Madame Christiane Taubira,
Ministre de la Justice et des Libertés, Garde des Sceaux.
13, Place Vendôme 75042 Paris Cedex 01
France

Alger, le 23 mai 2012

Madame la Ministre,

Les engagements moraux et politiques de Monsieur François Hollande, aujourd’hui Président de la République française pour une meilleure Justice, digne de la France de 1789, berceau des Droits de l’Homme, m’encouragent à me joindre aux milliers de pétitionnaires, mais surtout, aux millions de citoyens algériens qui n’ont cessé de dénoncer l’arrestation à Paris, le 16 Janvier 2012, pour le compte du pouvoir en place à Alger, du physicien algérien le Dr Mourad Dhina, militant des Droits de l’Homme et opposant farouche au régime des généraux putschistes qui exercent le pouvoir réel, derrière la piètre façade de leurs complices civils.

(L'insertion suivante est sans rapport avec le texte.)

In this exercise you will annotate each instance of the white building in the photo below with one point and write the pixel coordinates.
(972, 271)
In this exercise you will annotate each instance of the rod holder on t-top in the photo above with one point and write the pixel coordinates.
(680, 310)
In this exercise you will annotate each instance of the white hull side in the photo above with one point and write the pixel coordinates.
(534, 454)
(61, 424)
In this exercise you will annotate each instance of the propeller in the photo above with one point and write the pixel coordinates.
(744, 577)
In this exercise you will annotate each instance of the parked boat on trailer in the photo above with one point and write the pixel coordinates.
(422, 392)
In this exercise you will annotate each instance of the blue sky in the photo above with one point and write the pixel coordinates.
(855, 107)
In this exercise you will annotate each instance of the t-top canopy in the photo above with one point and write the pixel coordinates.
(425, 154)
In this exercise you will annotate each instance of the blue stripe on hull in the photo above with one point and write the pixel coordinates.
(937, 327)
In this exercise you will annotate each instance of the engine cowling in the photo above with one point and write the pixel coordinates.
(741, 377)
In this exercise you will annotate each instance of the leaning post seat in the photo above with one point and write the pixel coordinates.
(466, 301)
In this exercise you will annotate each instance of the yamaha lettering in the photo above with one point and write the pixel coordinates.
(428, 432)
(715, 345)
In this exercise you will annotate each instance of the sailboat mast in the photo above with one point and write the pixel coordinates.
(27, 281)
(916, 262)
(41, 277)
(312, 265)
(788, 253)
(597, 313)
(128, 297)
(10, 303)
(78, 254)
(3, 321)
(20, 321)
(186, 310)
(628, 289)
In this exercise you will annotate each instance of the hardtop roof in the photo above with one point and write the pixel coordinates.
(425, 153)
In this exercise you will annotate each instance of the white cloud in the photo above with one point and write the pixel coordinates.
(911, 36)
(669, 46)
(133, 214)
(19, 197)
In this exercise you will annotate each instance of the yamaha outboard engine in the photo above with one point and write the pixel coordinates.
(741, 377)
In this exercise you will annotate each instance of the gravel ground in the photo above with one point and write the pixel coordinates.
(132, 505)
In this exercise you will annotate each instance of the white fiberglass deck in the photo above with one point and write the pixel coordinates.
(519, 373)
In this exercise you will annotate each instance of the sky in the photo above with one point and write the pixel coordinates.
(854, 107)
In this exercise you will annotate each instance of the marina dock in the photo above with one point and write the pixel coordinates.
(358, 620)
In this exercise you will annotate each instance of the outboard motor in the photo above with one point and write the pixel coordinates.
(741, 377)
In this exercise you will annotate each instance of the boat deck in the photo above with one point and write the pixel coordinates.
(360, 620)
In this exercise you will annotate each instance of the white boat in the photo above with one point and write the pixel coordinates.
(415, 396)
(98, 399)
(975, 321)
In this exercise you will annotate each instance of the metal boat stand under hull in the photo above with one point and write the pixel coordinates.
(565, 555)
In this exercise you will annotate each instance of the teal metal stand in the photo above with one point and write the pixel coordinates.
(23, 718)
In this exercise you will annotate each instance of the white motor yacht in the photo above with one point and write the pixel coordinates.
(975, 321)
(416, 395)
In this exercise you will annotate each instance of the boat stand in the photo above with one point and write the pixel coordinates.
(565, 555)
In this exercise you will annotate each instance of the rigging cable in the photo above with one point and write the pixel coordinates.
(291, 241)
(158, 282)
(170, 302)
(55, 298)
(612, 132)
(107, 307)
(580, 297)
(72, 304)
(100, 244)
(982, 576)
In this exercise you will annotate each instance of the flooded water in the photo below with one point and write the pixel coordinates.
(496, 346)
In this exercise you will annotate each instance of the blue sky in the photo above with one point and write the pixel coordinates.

Cette arrestation quasi arbitraire, s’est en effet abusivement appuyée sur un mandat d’arrêt international, déjà examiné par la Justice Suisse – pays de résidence du Dr Mourad Dhina, depuis plus de 20 ans – qui l’a définitivement classé, après l’avoir jugé totalement infondé, au bout de 6 années d’enquête. Un mandat d’arrêt international de nature purement politique, émis qui plus est – faut-il le rappeler ici – à la demande d’un pouvoir lui-même frappé d’illégitimité, en tant qu’il est issu d’un Coup d’Etat, celui du 11 Janvier 1992, par lequel les généraux d’Alger et leurs complices civils des partis politiques perdants, ont foulé aux pieds la souveraineté du peuple algérien, qui venait d’élire une large majorité de députés du parti du Front Islamique du Salut aujourd’hui dissous ; un Coup d’Etat à l’origine de la terrible « décennie noire » et de son bilan humain et matériel désastreux pour notre pays, et dont certains crimes imprescriptibles documentés et caractérisés continuent de poursuivre certains généraux criminels parmi ceux-là mêmes qui ont osé émettre des mandats judiciaires contre leurs opposants politiques, réduits à l’exil forcé pour échapper, à la folie des exécutions sommaires, des disparitions forcées, des arrestations arbitraires et de la torture systématique.

Ce sera à l’honneur du Gouvernement de la France, de rompre définitivement avec cette longue et sinistre période des collusions et des complaisances, des compromissions et des manipulations orchestrées par les « Services » de nos deux pays respectifs, en revenant à la norme saine et respectable, celle des relations loyales entre Etats, celle des rapports d’amitié entre peuples, pour les intérêts mutuels de nos deux pays qui partagent une si longue page d’Histoire qui, pour avoir été et demeure, souvent douloureuse, n’en porte pas moins d’immenses potentialités humaines, socioéconomiques et culturelles, l’Algérie redevenant – ainsi que l’a affirmé l’un de vos illustres hommes d’Etat – « la porte étroite » de l’Afrique autant que du monde Arabe, aux yeux de la France, tandis que la France solderait courageusement son passé colonial en regardant désormais le peuple algérien comme un peuple digne, qui a acquis de haute lutte, son droit à la liberté, à la considération et au respect.

Je vous prie de croire, Madame la Ministre, en la sincère considération du simple citoyen algérien ordinaire, que je suis, qui saisis par ailleurs cette occasion, pour vous souhaiter beaucoup de succès dans la conduite de cette mission redoutable pour laquelle vous avez été si pertinemment désignée, au seins du Gouvernement français.